The unions are holding firm at a 40 per cent floor, citing the renegotiation of the 2009
agreement that has dragged on for nearly four years. But a deeper grievance is the so-called
Earned Allowances, which government has paid academic staff under ASUU agreements
while leaving senior non-teaching and technical staff out. SSANU and NASU describe this as
systemic discrimination against non-academic workers, and they are not in a mood to back
down.
Monday’s meeting, convened by Minister of Education Dr Tunji Alausa with the Minister of
Labour and senior negotiators from the Office of the Accountant General, broke up after
several hours without an agreement on the percentage. Both sides have agreed to reconvene
at 3pm Tuesday.
What changes if the deadlock holds? In the short term, exam timetables across the federation
will collapse. The SSANU and NASU rolls cover registry, bursary, ICT, security, healthcare,
hostel management and lab technical staff – the entire scaffolding that allows lecturers to
lecture and students to be examined. ASUU, the lecturers’ union, has not joined the strike, but
several branches have warned that prolonged paralysis of support services will eventually
force them out too.
In the medium term, this strike is happening against a deeply uncomfortable political backdrop.

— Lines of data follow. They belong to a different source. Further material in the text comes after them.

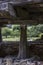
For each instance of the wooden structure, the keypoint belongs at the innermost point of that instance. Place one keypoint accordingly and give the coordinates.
(23, 13)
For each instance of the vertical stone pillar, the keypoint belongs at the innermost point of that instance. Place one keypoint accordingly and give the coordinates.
(0, 35)
(23, 42)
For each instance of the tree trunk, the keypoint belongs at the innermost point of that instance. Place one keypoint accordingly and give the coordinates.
(23, 42)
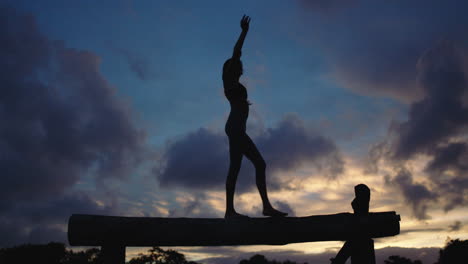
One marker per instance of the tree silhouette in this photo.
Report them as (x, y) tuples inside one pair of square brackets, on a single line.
[(260, 259), (89, 256), (160, 256), (400, 260), (52, 253), (454, 252)]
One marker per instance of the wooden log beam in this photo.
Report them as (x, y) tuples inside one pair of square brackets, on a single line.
[(95, 230)]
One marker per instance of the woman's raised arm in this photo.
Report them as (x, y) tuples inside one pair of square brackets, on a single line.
[(240, 42)]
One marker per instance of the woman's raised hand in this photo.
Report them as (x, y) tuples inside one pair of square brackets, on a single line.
[(245, 22)]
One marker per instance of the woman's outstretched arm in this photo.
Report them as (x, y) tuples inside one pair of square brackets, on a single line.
[(245, 28)]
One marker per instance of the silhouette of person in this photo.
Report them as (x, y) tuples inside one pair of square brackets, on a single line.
[(240, 143)]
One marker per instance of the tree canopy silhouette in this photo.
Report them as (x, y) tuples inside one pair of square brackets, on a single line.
[(454, 252), (400, 260)]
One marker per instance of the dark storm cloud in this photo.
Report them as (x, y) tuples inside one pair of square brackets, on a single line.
[(233, 256), (441, 114), (197, 206), (60, 121), (44, 220), (436, 128), (200, 159), (373, 47), (456, 226), (417, 195)]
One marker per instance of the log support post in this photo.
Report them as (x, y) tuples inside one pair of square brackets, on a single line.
[(113, 253), (361, 247)]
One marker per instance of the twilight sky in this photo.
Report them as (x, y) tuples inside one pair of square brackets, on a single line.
[(117, 107)]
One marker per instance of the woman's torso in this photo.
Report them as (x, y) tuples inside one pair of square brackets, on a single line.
[(236, 93)]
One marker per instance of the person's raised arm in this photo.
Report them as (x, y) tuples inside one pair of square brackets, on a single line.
[(245, 28)]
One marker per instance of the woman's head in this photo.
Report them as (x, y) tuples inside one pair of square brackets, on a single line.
[(232, 68)]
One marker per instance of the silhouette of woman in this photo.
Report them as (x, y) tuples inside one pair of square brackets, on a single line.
[(239, 142)]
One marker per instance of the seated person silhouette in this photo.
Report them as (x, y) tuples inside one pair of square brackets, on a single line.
[(240, 143)]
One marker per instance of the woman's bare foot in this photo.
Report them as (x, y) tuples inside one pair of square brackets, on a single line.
[(273, 212), (233, 215)]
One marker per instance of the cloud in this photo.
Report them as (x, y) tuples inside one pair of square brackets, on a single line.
[(233, 256), (456, 226), (435, 129), (200, 159), (196, 206), (373, 49), (61, 121), (440, 114), (417, 195)]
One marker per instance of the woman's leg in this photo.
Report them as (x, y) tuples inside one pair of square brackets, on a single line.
[(235, 160), (252, 153)]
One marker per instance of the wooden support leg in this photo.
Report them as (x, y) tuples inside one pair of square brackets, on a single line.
[(113, 254), (363, 251)]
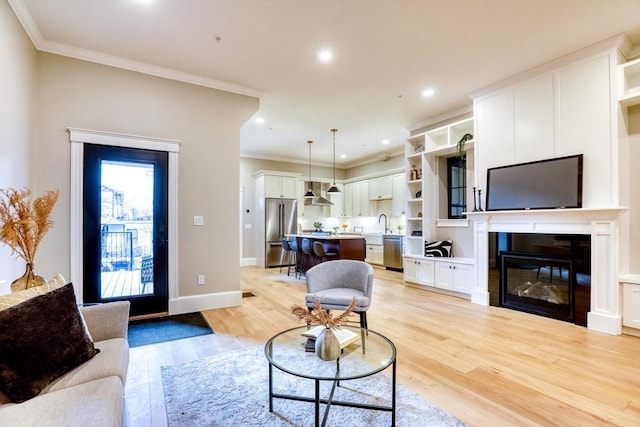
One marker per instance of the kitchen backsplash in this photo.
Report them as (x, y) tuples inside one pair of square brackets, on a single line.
[(367, 224)]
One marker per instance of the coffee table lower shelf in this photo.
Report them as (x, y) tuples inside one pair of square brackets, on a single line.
[(329, 401)]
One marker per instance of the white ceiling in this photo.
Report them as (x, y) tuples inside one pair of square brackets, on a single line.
[(385, 54)]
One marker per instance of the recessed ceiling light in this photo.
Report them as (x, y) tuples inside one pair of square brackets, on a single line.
[(325, 55)]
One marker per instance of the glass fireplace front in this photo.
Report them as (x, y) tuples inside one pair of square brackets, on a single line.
[(537, 283)]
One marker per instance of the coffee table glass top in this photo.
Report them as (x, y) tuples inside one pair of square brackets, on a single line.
[(286, 351)]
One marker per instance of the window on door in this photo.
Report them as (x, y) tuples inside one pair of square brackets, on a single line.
[(456, 187)]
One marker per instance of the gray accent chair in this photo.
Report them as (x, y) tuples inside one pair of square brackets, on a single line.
[(337, 282)]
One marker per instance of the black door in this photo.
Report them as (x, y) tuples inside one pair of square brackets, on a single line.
[(125, 227)]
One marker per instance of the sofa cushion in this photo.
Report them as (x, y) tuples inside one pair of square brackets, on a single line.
[(96, 403), (112, 360), (41, 339)]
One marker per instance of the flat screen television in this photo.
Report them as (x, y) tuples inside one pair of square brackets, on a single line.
[(546, 184)]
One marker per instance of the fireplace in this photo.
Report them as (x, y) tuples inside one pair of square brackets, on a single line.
[(538, 284), (541, 273), (596, 288)]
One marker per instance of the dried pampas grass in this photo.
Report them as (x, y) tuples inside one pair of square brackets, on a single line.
[(322, 316), (24, 221)]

The Tinubu administration is mid-cycle, fuel subsidy removal is still biting, and inflation has
eroded real wages across the public sector. A 30 per cent offer that would have looked
generous in 2022 is being read by union members in 2026 as below the inflation rate.
Government negotiators know this, which is precisely why the spread between 30 and 40 is so
politically charged.
For students, especially those from working-class families, the cost is immediate. Final-year
project defences, internship sign-offs, scholarship disbursements, hostel allocations and even
health-clinic prescriptions all run through SSANU and NASU desks. A six-day strike has
already disrupted these. A two-week strike will turn into months of cascading academic delays.
The unions have signalled they are open to meeting government in the middle if there is a
written commitment with a clear timetable. Government negotiators have hinted that a
conditional 35 per cent might be on the table, possibly tied to phased implementation. Both
sides know any deal must be enforceable across all federal universities, not just announced on
paper.
What to watch when the 3pm meeting begins: whether Minister Alausa attends in person or
sends a deputy (a deputising signals weakness), whether the Office of the Accountant General
can offer a costed counter-proposal, and whether the unions reduce the pressure or escalate
with a national rally before Friday. By Wednesday morning, Nigeria will know whether
universities reopen this month or not.